As a manufacturer, Denver Mattress offers high-quality options for around $900 and up; options at other stores may start a little higher. Some mattresses can reach all the way to $5,000 or $6,000.
Also figure in the lifespan of the mattress. Although most mattresses carry a 10-, 15- or 20-year warranty, the Better Sleep Council recommends replacing a mattress after five years.
This turnover has more to do with physical developments than with the mattress. "Your body changes so much over time that you need different alignment and support styles," explains Haws.
Once you've reconciled your budget to your need for a new mattress, carve out a day or two for shopping. Most experienced salespeople will help guide you, listening closely as each mattress is tested and making suggestions for better choices.
"When they're lying on the bed, the midsection is heaviest," says Adam Spiegel, sales associate at Larson's Home Furnishings in Medford. "On a bed that's too soft for them, their midsection will dip down a little bit. Over eight hours that might not make their back feel so good."
Spiegel studies the customer's body alignment and tries to find a mattress that helps the spine stay straight. While testing mattresses, he asks about the three major pressure points: neck, shoulders and hips.
"If you start getting positive responses, you're getting closer," he says. "The mattress shouldn't necessarily feel like you're floating on a cloud, but it should feel somewhat weightless, where you feel supported but you don't feel like something is pressing against any of your pressure points."
For the best experience, Spiegel recommends combining a pillow with the mattress testing.

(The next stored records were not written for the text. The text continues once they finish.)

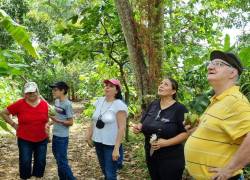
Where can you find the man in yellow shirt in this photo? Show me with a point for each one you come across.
(220, 146)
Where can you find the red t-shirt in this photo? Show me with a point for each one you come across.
(31, 120)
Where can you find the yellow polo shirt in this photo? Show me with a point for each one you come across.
(220, 132)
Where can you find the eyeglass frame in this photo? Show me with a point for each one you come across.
(218, 63)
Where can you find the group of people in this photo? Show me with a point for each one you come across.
(32, 130)
(217, 148)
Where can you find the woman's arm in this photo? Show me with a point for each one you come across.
(170, 142)
(89, 134)
(6, 116)
(121, 123)
(68, 122)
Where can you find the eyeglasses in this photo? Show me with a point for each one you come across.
(218, 64)
(55, 89)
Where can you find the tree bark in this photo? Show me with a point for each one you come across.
(147, 77)
(134, 46)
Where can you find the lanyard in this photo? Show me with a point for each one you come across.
(100, 114)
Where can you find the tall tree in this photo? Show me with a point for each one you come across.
(144, 41)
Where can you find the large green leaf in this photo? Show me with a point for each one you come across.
(227, 43)
(245, 56)
(18, 33)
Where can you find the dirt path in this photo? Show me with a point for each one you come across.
(81, 158)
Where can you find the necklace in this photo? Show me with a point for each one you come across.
(101, 113)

Try to lie on each mattress for at least five minutes, "more if the store will let you," says Kelly M. Lange, a chiropractic sports physician at Hands On Wellness Clinic in Ashland.
To assess the general quality of the mattress, employ the "boinga-boinga" technique. "Sit on the side of the mattress and bounce up and down a couple times," says Lange. "If the mattress is too wimpy, you'll slide off or bounce more than two times; if the mattress is really firm you'll only bounce once."
Ask about the store's return policy; many will allow returns after two to four weeks of trying out a mattress. But buyer beware: "There may be hidden shipping or other fees. Make sure to check this out before agreeing to it," counsels Lange.
Also consider any allergies or sensitivities.
"There is a lot of off-gassing of the chemicals with memory foam-type mattresses," Lange says. "If they are at all sensitive to off-gassing, they should consider something else. A new, great alternative is the latex mattress — a natural alternative to memory foam."